In today's programme we're going back in time to March 2020 when the Government announced the first lockdown. Overnight everything changed from how we shopped, to where we could go and what we could do. It might all feel a distant memory but are the effects for us as consumers still with us today? Winifred Robinson is joined by Toby Clark, from Global Market Intelligence & Research Agency Mintel, Travel Correspondent of The Independent Simon Calder and Aneisha Beveridge head of research at estate agents Hamptons.
Pop-up camp sites can provide vital additional incomes to people in rural arears - but one national park says they blight the landscape and can be a nuisance to locals. We hear about Pembrokeshire Coast National Parks plans to introduce planning permission for pop-camp sites and what it could mean for those that run and use them.
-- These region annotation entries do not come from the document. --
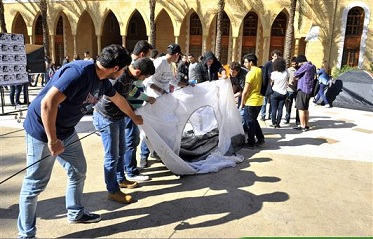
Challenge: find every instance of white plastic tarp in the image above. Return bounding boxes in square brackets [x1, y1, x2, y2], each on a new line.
[136, 80, 244, 175]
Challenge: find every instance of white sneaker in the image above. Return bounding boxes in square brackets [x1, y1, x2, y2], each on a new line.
[126, 174, 150, 182]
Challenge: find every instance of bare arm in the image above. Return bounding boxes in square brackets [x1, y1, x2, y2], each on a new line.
[41, 87, 66, 156]
[109, 92, 143, 125]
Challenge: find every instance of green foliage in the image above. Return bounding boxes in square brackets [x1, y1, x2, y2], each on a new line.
[332, 65, 358, 79]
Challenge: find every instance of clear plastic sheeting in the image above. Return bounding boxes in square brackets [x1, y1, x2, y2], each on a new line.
[136, 80, 245, 175]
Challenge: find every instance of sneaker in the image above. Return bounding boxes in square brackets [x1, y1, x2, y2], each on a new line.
[140, 158, 149, 169]
[69, 212, 101, 223]
[108, 191, 133, 204]
[293, 125, 302, 130]
[302, 127, 309, 132]
[244, 143, 255, 149]
[150, 152, 161, 161]
[255, 139, 266, 147]
[126, 173, 150, 182]
[119, 179, 139, 189]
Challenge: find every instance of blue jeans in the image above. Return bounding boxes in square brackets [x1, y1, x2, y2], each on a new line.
[271, 91, 286, 126]
[93, 111, 126, 193]
[244, 106, 264, 146]
[314, 83, 329, 105]
[9, 85, 22, 105]
[123, 117, 140, 176]
[17, 133, 87, 237]
[140, 139, 150, 160]
[260, 95, 272, 120]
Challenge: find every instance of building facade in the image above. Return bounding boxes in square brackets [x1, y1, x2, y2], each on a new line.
[3, 0, 373, 68]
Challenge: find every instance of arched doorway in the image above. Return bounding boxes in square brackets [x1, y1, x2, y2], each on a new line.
[76, 11, 98, 59]
[34, 14, 43, 45]
[12, 13, 30, 44]
[268, 12, 287, 59]
[101, 11, 122, 48]
[126, 10, 148, 51]
[242, 12, 258, 55]
[216, 12, 231, 65]
[342, 7, 365, 66]
[189, 12, 202, 57]
[155, 10, 175, 53]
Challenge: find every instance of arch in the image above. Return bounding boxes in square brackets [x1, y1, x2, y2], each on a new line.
[188, 11, 203, 57]
[12, 12, 30, 44]
[155, 9, 175, 52]
[33, 13, 43, 45]
[75, 10, 98, 58]
[337, 2, 370, 69]
[268, 11, 288, 59]
[241, 11, 259, 55]
[126, 9, 148, 49]
[101, 10, 122, 48]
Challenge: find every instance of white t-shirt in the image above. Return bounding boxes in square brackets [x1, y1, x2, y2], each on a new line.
[144, 56, 179, 97]
[271, 71, 289, 95]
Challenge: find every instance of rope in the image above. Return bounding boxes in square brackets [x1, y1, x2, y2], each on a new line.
[0, 124, 110, 185]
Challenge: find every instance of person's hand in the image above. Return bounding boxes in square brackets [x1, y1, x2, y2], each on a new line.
[48, 139, 65, 156]
[146, 96, 156, 104]
[132, 115, 144, 125]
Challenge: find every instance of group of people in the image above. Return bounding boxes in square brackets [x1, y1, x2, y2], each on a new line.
[18, 37, 332, 238]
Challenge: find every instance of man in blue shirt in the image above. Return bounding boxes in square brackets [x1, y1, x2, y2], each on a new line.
[18, 45, 143, 238]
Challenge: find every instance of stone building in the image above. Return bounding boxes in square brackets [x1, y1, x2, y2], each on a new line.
[3, 0, 373, 68]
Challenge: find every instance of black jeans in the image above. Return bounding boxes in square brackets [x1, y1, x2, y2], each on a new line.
[244, 106, 264, 146]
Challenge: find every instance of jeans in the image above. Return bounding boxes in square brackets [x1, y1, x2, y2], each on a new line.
[271, 91, 286, 126]
[314, 83, 329, 105]
[140, 139, 150, 160]
[244, 106, 264, 146]
[93, 111, 126, 193]
[123, 117, 140, 176]
[9, 85, 22, 105]
[260, 95, 272, 120]
[17, 133, 87, 237]
[285, 91, 299, 123]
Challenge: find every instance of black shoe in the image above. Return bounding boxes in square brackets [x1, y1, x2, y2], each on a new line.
[244, 144, 255, 149]
[69, 212, 101, 223]
[255, 139, 266, 147]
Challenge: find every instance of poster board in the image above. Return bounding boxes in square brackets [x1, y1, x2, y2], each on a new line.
[0, 33, 28, 86]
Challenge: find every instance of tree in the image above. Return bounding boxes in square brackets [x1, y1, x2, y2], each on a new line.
[0, 0, 7, 33]
[215, 0, 225, 60]
[149, 0, 156, 46]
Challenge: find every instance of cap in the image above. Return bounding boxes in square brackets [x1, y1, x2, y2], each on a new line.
[167, 44, 183, 55]
[295, 55, 307, 63]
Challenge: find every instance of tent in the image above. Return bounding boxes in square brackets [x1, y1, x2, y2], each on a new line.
[136, 80, 245, 175]
[25, 44, 45, 73]
[326, 70, 373, 112]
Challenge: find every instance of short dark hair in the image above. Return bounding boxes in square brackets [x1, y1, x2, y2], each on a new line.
[243, 53, 258, 66]
[132, 40, 154, 55]
[150, 49, 159, 59]
[132, 57, 155, 76]
[97, 44, 132, 69]
[273, 57, 286, 72]
[271, 49, 282, 56]
[230, 61, 241, 71]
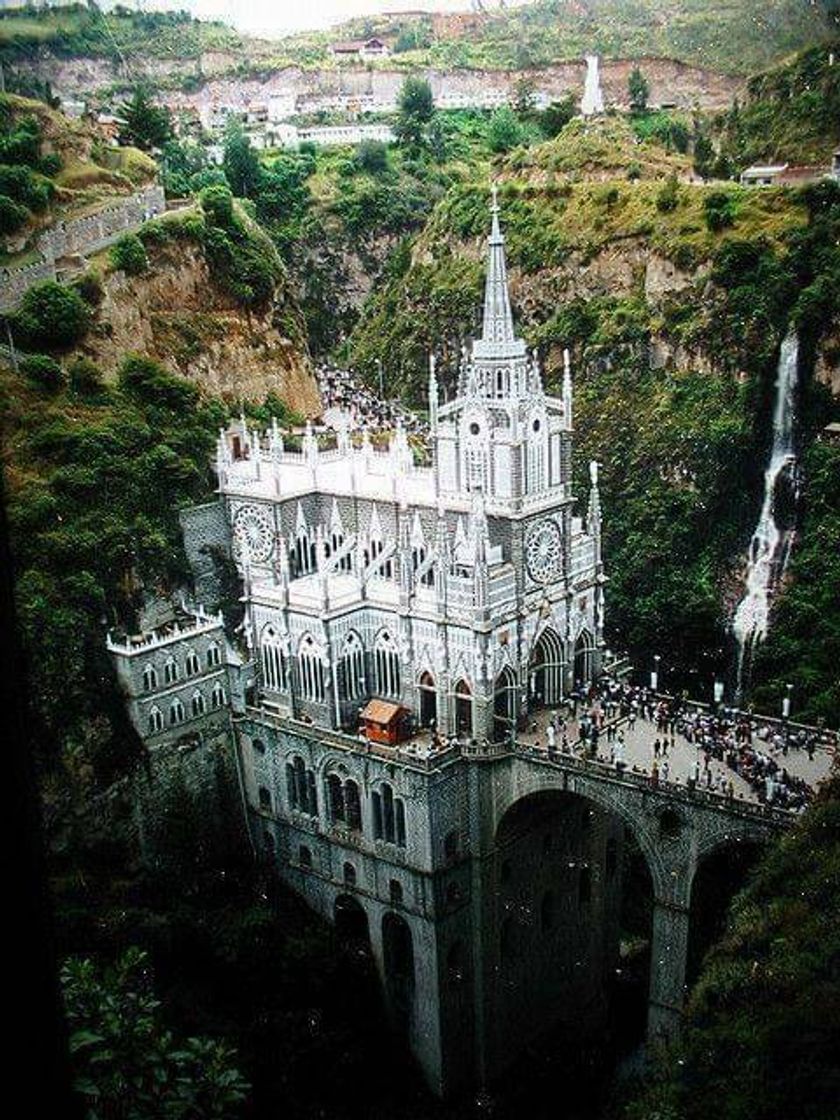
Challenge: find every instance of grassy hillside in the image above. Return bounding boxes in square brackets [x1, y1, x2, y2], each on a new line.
[716, 37, 840, 168]
[0, 0, 837, 81]
[0, 94, 157, 252]
[0, 3, 242, 63]
[324, 0, 830, 74]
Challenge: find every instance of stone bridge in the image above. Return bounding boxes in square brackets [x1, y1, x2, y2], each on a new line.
[235, 708, 795, 1092]
[476, 747, 794, 1039]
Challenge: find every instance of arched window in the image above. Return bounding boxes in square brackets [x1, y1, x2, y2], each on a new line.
[298, 634, 327, 703]
[327, 774, 347, 823]
[338, 634, 365, 700]
[525, 417, 547, 494]
[371, 782, 405, 848]
[455, 679, 473, 736]
[260, 626, 288, 692]
[373, 631, 401, 698]
[578, 866, 592, 906]
[286, 755, 318, 816]
[540, 890, 554, 933]
[344, 778, 362, 832]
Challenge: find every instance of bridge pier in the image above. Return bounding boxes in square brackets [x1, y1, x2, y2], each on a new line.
[647, 897, 689, 1043]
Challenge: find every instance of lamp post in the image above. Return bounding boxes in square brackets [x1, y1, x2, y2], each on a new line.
[715, 678, 724, 711]
[782, 684, 793, 720]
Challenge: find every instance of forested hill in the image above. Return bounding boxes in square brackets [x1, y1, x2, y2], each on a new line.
[0, 0, 838, 90]
[351, 111, 840, 722]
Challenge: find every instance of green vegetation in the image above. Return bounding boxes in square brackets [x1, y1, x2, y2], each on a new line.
[13, 280, 91, 351]
[0, 3, 242, 63]
[62, 948, 249, 1120]
[306, 0, 837, 74]
[715, 38, 840, 169]
[349, 120, 840, 718]
[622, 778, 840, 1120]
[109, 233, 149, 277]
[116, 87, 172, 151]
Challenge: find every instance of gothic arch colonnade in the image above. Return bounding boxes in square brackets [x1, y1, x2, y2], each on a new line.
[485, 756, 773, 1039]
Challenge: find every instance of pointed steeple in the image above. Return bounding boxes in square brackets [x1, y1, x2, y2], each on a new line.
[482, 183, 515, 343]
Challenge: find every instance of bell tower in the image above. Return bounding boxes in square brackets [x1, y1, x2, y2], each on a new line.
[429, 186, 571, 512]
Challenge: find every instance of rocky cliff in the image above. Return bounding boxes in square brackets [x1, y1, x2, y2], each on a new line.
[84, 225, 320, 416]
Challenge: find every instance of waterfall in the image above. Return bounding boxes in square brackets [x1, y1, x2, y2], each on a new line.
[580, 55, 604, 116]
[732, 329, 799, 697]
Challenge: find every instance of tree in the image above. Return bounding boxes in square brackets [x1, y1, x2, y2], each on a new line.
[118, 86, 172, 151]
[487, 105, 524, 152]
[694, 132, 715, 179]
[627, 66, 651, 113]
[513, 74, 536, 116]
[222, 123, 262, 198]
[353, 140, 388, 175]
[15, 280, 90, 349]
[394, 75, 435, 147]
[62, 948, 250, 1120]
[110, 233, 149, 277]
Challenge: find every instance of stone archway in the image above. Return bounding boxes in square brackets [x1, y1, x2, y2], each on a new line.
[418, 670, 438, 727]
[493, 665, 517, 743]
[482, 788, 654, 1066]
[454, 678, 473, 738]
[575, 629, 595, 684]
[528, 626, 566, 708]
[382, 911, 414, 1024]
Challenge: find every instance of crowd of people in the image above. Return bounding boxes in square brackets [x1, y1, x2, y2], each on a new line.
[534, 675, 837, 811]
[316, 365, 428, 436]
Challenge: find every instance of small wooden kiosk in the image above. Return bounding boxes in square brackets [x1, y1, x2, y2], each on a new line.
[358, 700, 411, 747]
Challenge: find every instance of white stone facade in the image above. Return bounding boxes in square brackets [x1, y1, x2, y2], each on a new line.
[216, 202, 604, 743]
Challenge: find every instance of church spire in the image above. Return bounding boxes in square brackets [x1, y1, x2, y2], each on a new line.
[482, 183, 515, 343]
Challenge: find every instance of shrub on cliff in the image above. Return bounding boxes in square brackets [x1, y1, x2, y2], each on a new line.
[20, 354, 64, 393]
[111, 233, 149, 277]
[0, 195, 29, 234]
[13, 280, 91, 349]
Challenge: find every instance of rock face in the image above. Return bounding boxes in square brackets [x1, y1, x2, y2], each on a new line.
[18, 52, 744, 110]
[85, 242, 320, 416]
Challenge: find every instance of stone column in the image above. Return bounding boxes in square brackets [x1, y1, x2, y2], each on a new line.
[647, 897, 689, 1042]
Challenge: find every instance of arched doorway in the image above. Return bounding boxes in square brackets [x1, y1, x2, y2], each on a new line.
[575, 629, 595, 684]
[455, 680, 473, 738]
[483, 790, 654, 1075]
[419, 672, 438, 727]
[382, 911, 414, 1023]
[493, 665, 516, 743]
[528, 626, 566, 708]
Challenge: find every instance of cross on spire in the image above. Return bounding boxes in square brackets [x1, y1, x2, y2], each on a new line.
[482, 183, 515, 344]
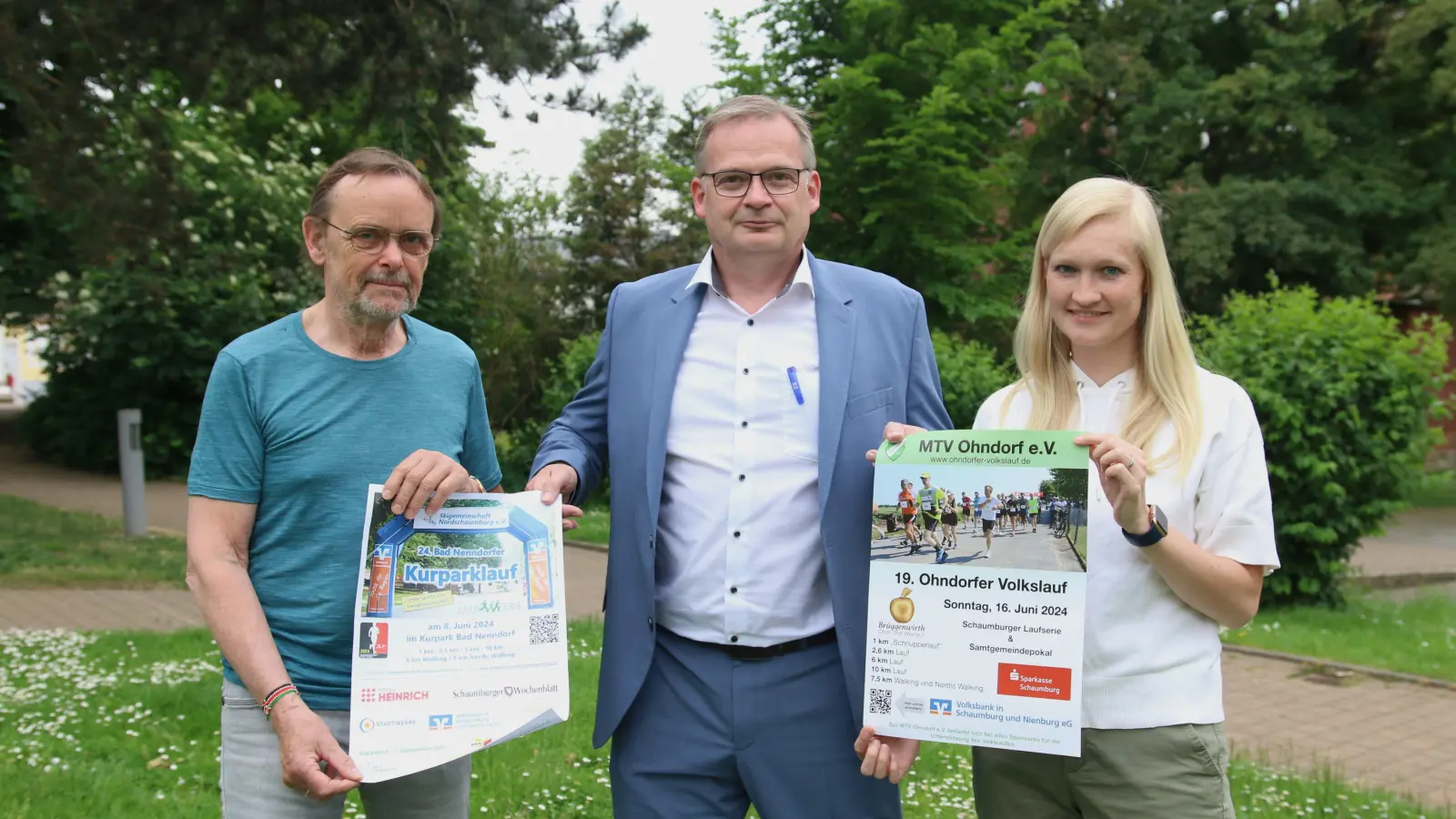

And how long is too long when it comes to gaming? With more people than ever playing video games whether online, on consoles or mobiles comes concern that people are spending too much of their time doing it. But a new story from the Oxford Internet Institute has found that the number of hours adults spent playing video games did not significantly affect their mental well-being. We hear from the co-author of the study Professor Andy Przybylski. Plus Winifred Robinson asks a Counselling Psychologist from the National Centre for Gaming Disorders, Dr Richard Pomfret, about when the amount of time spent gaming does become a problem.